The upcoming log-in ID requirement for the BBC IPlayer will hinder Sheffield international journalism students’ education, according to journalism academics.
The BBC officially announced on 27 September that their online catch-up platform, once free, will only be accessible to users with a TV licence from early 2017.
A log-in ID will be demanded by the service to watch programmes.
British students who can’t afford a TV licence can share a log-in with their parents but overseas students unable to afford a licence will be deprived of watching Auntie Beeb.
Daniela Velkova, a Bulgarian journalism student at the University of Sheffield said: “It feels really unfair. As a journalism student, I need to be informed and this easy source has been taken away.”
Matt Robson, journalism lecturer at Sheffield University and former editor for the BBC said: “If you’ve been used to getting BBC news for free, I understand how irritating but I also understand that the BBC need to pay everybody to make the news in the first place. For someone who used to work for the BBC I would not want to not be paid for doing my job.”
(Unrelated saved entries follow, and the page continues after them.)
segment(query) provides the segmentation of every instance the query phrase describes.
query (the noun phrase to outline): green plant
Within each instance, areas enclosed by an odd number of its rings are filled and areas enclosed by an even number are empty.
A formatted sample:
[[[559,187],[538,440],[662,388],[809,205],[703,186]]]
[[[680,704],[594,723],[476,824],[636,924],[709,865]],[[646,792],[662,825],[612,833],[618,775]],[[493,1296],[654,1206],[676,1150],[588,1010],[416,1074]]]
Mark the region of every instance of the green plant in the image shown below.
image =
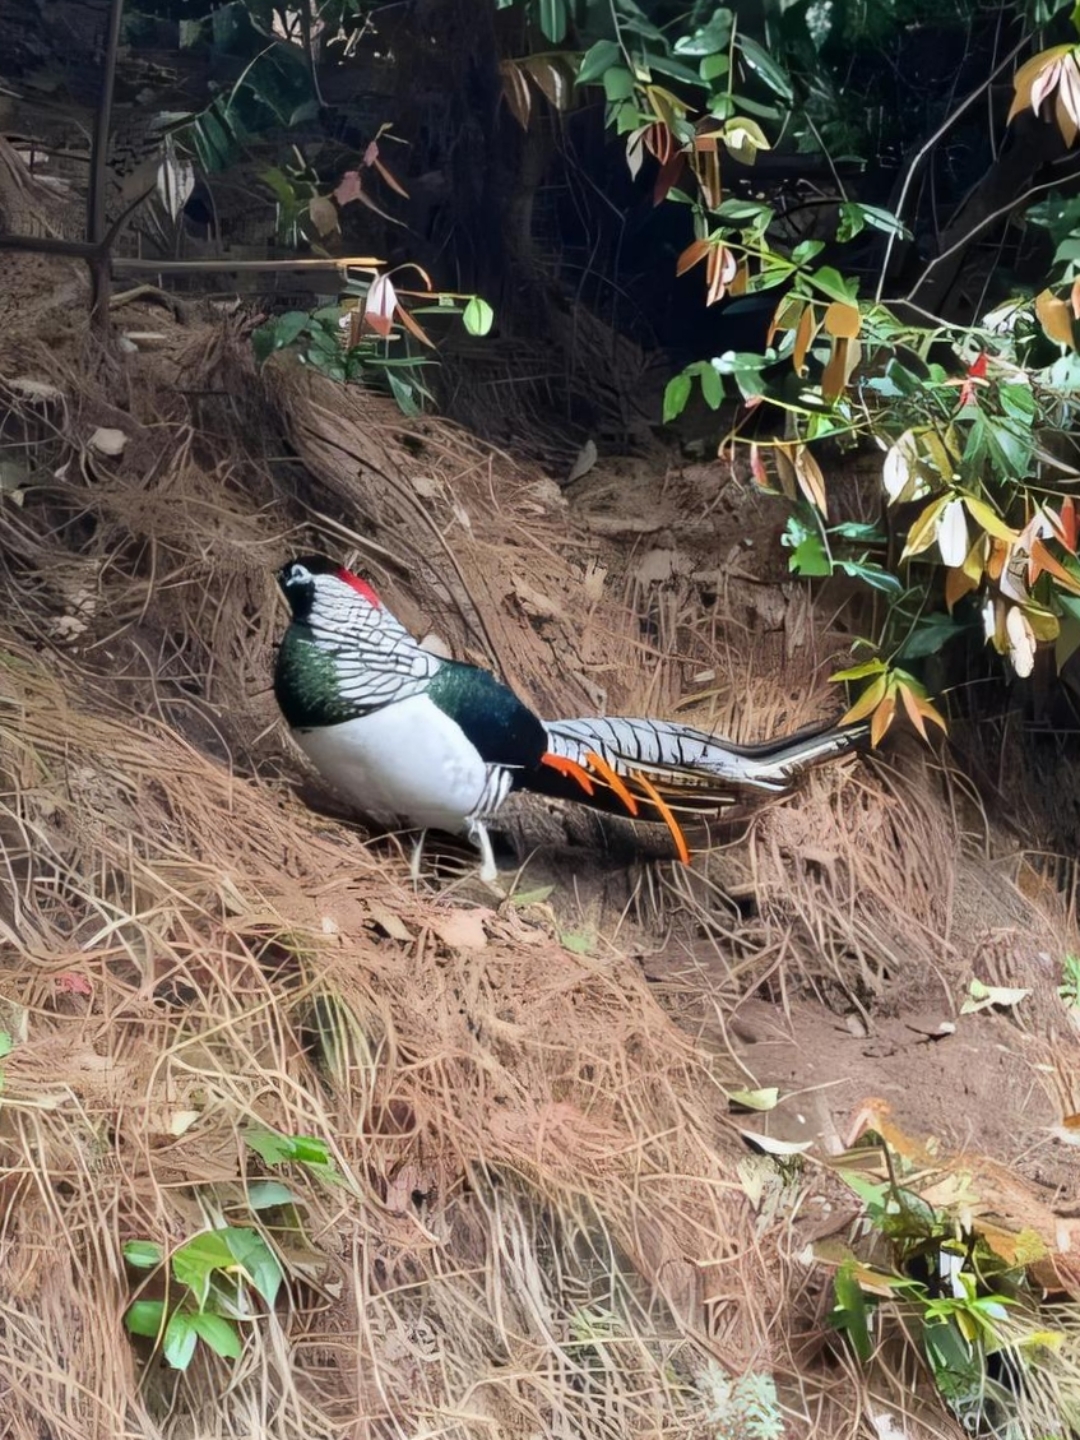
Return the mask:
[[[1068,954],[1061,962],[1058,995],[1070,1010],[1080,1010],[1080,955]]]
[[[1038,16],[1022,8],[1017,22],[1034,27],[1067,7],[1041,4]],[[841,573],[873,592],[862,643],[874,658],[835,677],[866,682],[849,718],[871,716],[875,742],[898,711],[924,733],[926,719],[944,726],[910,667],[965,631],[981,629],[1021,677],[1040,645],[1053,643],[1060,663],[1080,645],[1076,477],[1053,459],[1080,382],[1080,201],[1056,196],[1028,212],[1052,233],[1067,297],[1049,289],[1021,296],[1006,323],[1000,314],[955,325],[927,315],[923,323],[910,306],[901,313],[881,299],[892,246],[911,238],[905,225],[848,194],[831,158],[836,144],[869,140],[852,123],[832,57],[898,33],[922,14],[918,0],[766,7],[749,22],[753,33],[734,6],[699,3],[686,13],[634,0],[525,0],[524,11],[547,45],[573,36],[581,48],[545,52],[542,70],[541,56],[504,64],[504,98],[518,121],[529,121],[527,81],[558,108],[574,94],[556,84],[564,71],[578,91],[602,89],[631,172],[654,162],[654,203],[690,211],[694,238],[676,269],[703,275],[703,303],[777,291],[763,350],[693,361],[670,379],[663,417],[676,420],[695,388],[713,410],[725,398],[739,406],[721,452],[745,453],[759,487],[793,507],[791,568]],[[935,7],[933,19],[970,26],[975,8],[958,0],[945,13]],[[1080,10],[1070,19],[1080,32]],[[1009,120],[1052,105],[1071,145],[1078,96],[1080,46],[1058,45],[1017,71]],[[788,210],[769,194],[733,195],[722,183],[730,161],[752,164],[781,141],[829,159],[836,193],[815,233],[794,235]],[[838,262],[823,262],[827,247],[839,257],[871,232],[887,248],[877,291],[867,295]],[[943,349],[948,364],[938,358]],[[883,452],[879,521],[828,523],[822,442]]]
[[[418,297],[428,304],[408,308],[389,273],[373,273],[370,281],[347,281],[337,305],[324,305],[311,313],[289,310],[261,325],[251,337],[255,360],[262,365],[278,350],[295,350],[301,364],[342,384],[384,388],[403,414],[418,415],[425,401],[434,403],[420,372],[436,362],[409,349],[410,337],[428,350],[434,348],[414,316],[460,314],[470,334],[486,335],[494,313],[478,295],[430,290]],[[423,278],[427,281],[426,275]],[[392,354],[395,345],[404,353]]]
[[[876,1348],[875,1331],[895,1317],[917,1339],[954,1413],[976,1429],[997,1425],[1024,1403],[1027,1382],[1020,1377],[1037,1385],[1043,1351],[1062,1338],[1041,1317],[1039,1291],[1027,1276],[1044,1247],[1029,1232],[965,1223],[975,1202],[962,1177],[944,1187],[955,1196],[952,1204],[930,1204],[914,1188],[920,1175],[930,1183],[925,1165],[888,1149],[883,1154],[884,1180],[839,1171],[862,1202],[864,1239],[861,1253],[849,1250],[840,1259],[830,1323],[865,1363]],[[902,1169],[910,1171],[910,1184]],[[934,1177],[939,1190],[941,1179]]]
[[[165,1266],[162,1247],[151,1240],[129,1241],[124,1258],[137,1270],[159,1272]],[[177,1370],[191,1364],[200,1340],[216,1355],[235,1360],[241,1350],[238,1322],[254,1318],[249,1290],[272,1307],[283,1278],[259,1231],[235,1225],[185,1241],[169,1257],[169,1274],[165,1297],[134,1300],[124,1324],[133,1335],[160,1342]]]
[[[697,1386],[715,1440],[781,1440],[784,1422],[771,1375],[749,1370],[733,1380],[710,1360]]]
From 1 September 2016 users were already presented with a message telling them they must purchase a £145,50 TV licence even if they are not watching live.
However, this message was overlooked by many users with few consequences.
Andrew Gilfillan, a member of the BBC IPlayer Support team said: “I understand that you feel that TV licensing legislation negatively affects international students and would like to know if there will ever be a student discount but it’s the government who sets the level of the TV licence, not the BBC or TV licensing.”
Lisa Bradley, Director of Learning and Teaching journalism at Sheffield University said: “It’s not only for Journalism students and not just at our university but across the world as a whole. The BBC is a linchpin and a part of our British institution and it’s a shame to limit anyone’s access to it.